From asking a speaker for a cordon bleu recipe to commuting to work in a shared ride, machine learning has infiltrated almost every aspect of daily life. As traffic prediction models, movie recommendation engines, and spam filtering algorithms become more and more pervasive, the hardware required to complete these complex calculations must improve in step. Although many startups look to disrupt this computational hardware space, Amazon, Google, and Microsoft collectively hold over 50% market share and continue to grow every year . Microsoft in particular looks poised to gain significant market share in the coming years with its focus on FPGAs (field-programmable gate arrays) for machine learning applications .
Before the amplified focus on machine learning, Amazon, Google, and Microsoft were already competing for cloud services market share. By launching Amazon Web Services (AWS) in 2006, Amazon kicked off a race to acquire developers on their platform as quickly as possible, unveiling the popular S3 (cloud storage) and EC2 (compute capacity) offerings . After enjoying nearly 4 years without significant competition, Google and Microsoft joined the race in 2010 by releasing Google Cloud Platform and Windows Azure Platform respectively . Although cloud-based for developers, the introduction of AWS, Google Cloud, and Azure led to increased attention on efficient and optimized hardware to decrease cost and improve customer acquisition.

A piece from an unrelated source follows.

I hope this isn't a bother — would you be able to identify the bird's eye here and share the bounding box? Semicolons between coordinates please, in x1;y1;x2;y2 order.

As these cloud computing platforms grew to supply most of the web, the interest in machine learning grew significantly. In 2004, Kyoung-Su Oh and Keechul Jung first suggested using a specialized type of processing unit, GPUs (graphical processing units), to implement neural network models . At the time, GPUs were used to power computer graphics in video games and computer-generated animations . When the neural network application was discovered, the industry quickly jumped on board and started marketing GPUs for heavy computation as well as graphics. Over the 10 years after Oh and Jung’s paper, adoption of deep learning applications steadily grew and caught the attention of the Big Three. As they often do, AWS moved first and launched the P2 GPU Instance in September 2016, giving developers access to cloud GPUs for running machine learning models . As with the launch of cloud services almost a decade earlier, Microsoft and Google followed suit with the launch of Azure N-Series instances and Google Cloud GPUs . By 2017, the race had completely shifted focus from cloud storage and computation for web services to offering best-in-class machine learning services in the cloud.
Second in market share behind AWS, Microsoft needed to do something to set themselves apart. Leadership understood that widespread adoption of machine learning, specifically deep learning and neural networks, would lead to an increased need to offer differentiated and customizable product offerings. With cloud GPUs becoming a commodity, Microsoft decided to focus on FPGAs (field-programmable gate arrays) to gain machine learning hardware market share. FPGAs are similar to GPUs in that they can be used for high-speed computation used in machine learning, but different in that they are highly customizable and much more efficient .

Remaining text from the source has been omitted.